Grebok to LC: “It’s like… fiefdoms. Little countries. Did I use that right? Fiefdom?”

•••

LC to Grebok: “Shit, I dunno. That’s just a, a stupid word. ‘Fiefdom.’ Fief. Chief. Grief. Reef. It’s just… absurd. Lost all meaning to me.”

•••

Grebok to LC: “You sound like Lord of the Lemmings with that rhyming.”

•••

LC to Grebok: “Huh. That’s creepy. This is all creepy.” Grebok nodded in assent.

•••

Together, they shrugged, once more on the same wavelength. For now. Peril was a Band-Aid on all wounds, if temporarily. They walked on.

•••

Sparky fished newly-rude Gunther out of the pile of crap he was rolling in. He caught up with the other two heroes.
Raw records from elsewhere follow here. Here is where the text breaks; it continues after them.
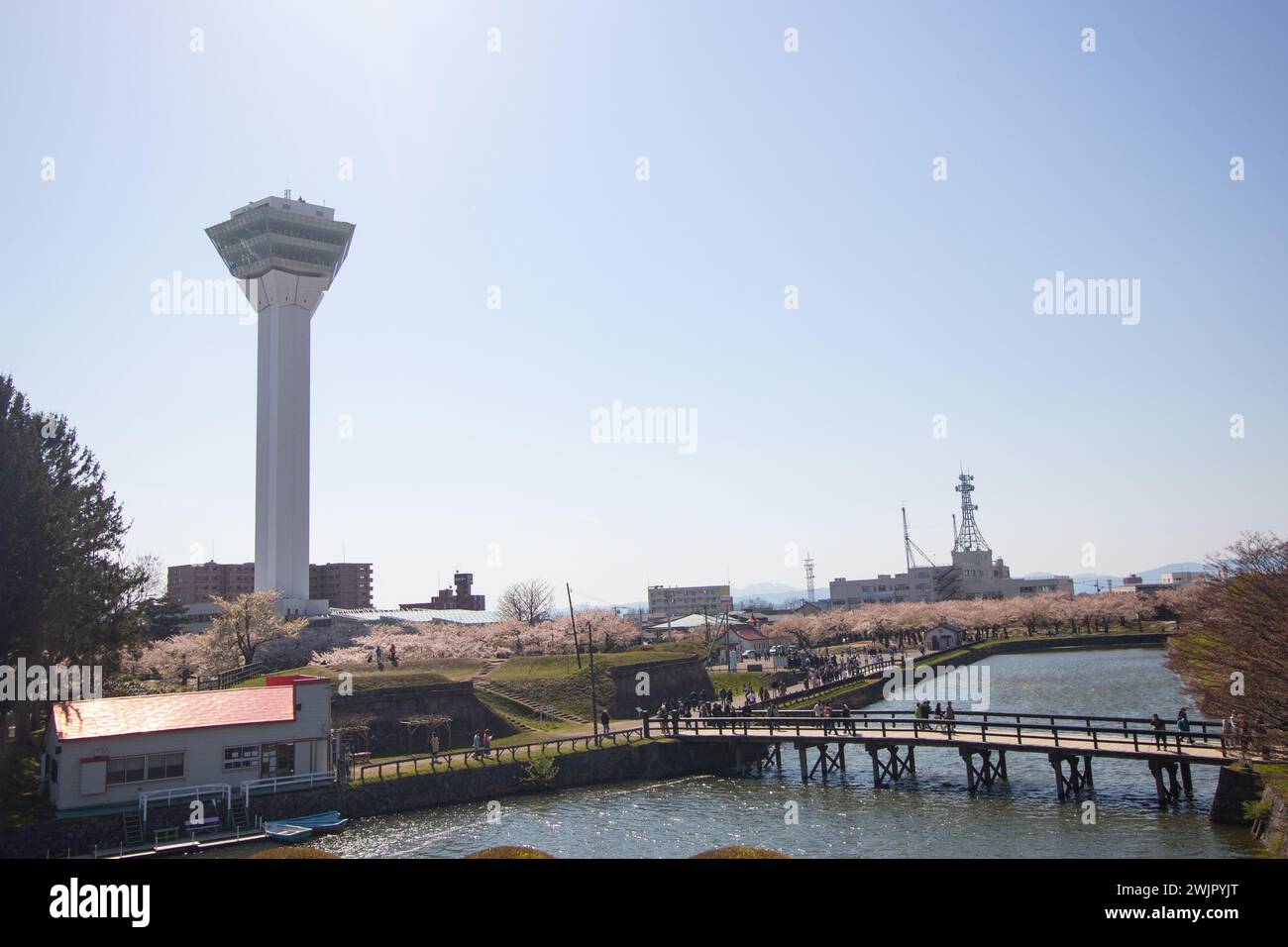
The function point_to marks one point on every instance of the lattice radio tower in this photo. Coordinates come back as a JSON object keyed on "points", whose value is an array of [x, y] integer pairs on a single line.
{"points": [[969, 538]]}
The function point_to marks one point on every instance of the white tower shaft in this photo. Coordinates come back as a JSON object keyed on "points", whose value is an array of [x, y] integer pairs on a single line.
{"points": [[284, 254], [282, 453]]}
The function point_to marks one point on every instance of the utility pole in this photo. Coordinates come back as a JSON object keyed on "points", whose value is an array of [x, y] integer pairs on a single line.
{"points": [[572, 615], [593, 705]]}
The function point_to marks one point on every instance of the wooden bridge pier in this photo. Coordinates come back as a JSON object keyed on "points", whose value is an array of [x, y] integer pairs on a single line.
{"points": [[1171, 793], [894, 767], [825, 762], [988, 772], [1080, 777]]}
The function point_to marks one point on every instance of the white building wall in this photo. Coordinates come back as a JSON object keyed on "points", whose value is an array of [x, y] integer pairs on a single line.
{"points": [[202, 749]]}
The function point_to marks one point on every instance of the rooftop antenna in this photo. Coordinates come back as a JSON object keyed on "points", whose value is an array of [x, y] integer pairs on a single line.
{"points": [[969, 538]]}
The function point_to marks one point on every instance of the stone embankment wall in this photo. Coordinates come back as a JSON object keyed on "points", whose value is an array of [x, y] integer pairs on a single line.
{"points": [[665, 682], [384, 710]]}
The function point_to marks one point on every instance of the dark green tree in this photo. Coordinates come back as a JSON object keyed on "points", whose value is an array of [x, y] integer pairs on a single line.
{"points": [[65, 591]]}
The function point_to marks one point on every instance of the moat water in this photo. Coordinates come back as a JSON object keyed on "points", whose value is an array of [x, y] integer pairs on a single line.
{"points": [[927, 814]]}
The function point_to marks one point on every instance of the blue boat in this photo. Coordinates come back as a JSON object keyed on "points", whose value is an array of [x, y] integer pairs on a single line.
{"points": [[318, 822], [282, 831]]}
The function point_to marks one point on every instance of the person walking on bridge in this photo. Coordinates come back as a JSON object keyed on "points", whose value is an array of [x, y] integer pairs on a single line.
{"points": [[1159, 732]]}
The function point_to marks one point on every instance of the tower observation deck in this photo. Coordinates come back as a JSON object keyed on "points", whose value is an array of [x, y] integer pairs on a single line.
{"points": [[284, 254]]}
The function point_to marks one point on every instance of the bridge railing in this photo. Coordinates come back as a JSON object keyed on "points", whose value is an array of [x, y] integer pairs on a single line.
{"points": [[494, 755], [1009, 729]]}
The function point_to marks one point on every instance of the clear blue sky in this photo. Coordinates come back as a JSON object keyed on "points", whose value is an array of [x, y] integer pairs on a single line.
{"points": [[516, 169]]}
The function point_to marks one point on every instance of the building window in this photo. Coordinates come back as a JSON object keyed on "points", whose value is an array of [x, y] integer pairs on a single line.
{"points": [[241, 757], [277, 759], [163, 766], [166, 766]]}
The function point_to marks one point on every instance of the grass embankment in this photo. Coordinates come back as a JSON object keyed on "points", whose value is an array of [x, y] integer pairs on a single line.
{"points": [[506, 709], [555, 681], [406, 674], [735, 681]]}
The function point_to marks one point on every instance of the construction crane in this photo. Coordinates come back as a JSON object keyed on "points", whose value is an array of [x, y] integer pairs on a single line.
{"points": [[910, 547]]}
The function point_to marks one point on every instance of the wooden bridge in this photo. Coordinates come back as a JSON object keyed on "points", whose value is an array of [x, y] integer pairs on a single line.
{"points": [[982, 738]]}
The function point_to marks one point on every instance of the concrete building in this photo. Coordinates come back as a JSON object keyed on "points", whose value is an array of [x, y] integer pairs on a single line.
{"points": [[678, 600], [342, 583], [193, 583], [129, 750], [462, 596], [284, 254]]}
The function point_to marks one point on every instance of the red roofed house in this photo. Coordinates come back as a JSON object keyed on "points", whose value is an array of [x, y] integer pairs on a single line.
{"points": [[116, 750]]}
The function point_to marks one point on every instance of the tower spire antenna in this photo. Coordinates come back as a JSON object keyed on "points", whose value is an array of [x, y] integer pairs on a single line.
{"points": [[969, 538]]}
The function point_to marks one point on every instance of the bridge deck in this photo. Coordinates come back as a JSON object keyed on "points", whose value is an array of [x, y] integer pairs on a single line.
{"points": [[1116, 740]]}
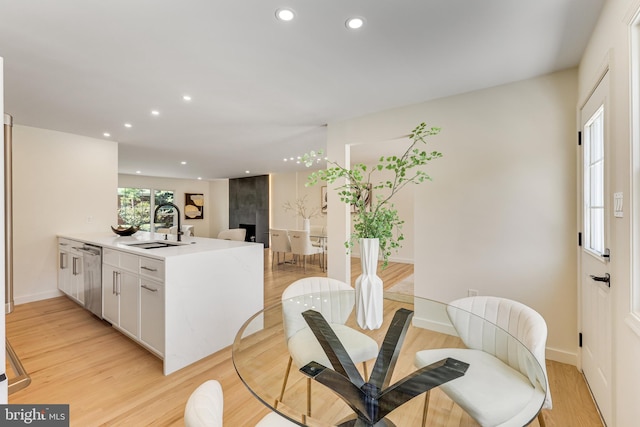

Even Sparky was worried.

•••

Lord of the Lemmings floated out there in infinispace, watching. It all went asplodey. Depth. Dimension. This place needs a god, he thinks.

•••

Gunther called them all “Jew Robots.” As if that meant anything. Then he showed them his balls. They were green. “Look at ‘em!” he yelled.

•••

New sites: twatter.com, twipper.org, twizzler.net, clitter.net, titter.co.uk, tittybox.com, twatsnotter.com, tweetpenis.xxx, applefritter.us

•••

Brin clutched the Infi-Net chip. Soon, he’d upload GoogolSoft, himself included, onto the net and say bye-bye to this place. It felt super.

•••

LC to Grebok, and Grebok to LC, in simultaneity: “I have a bad feeling about this.” They had no idea.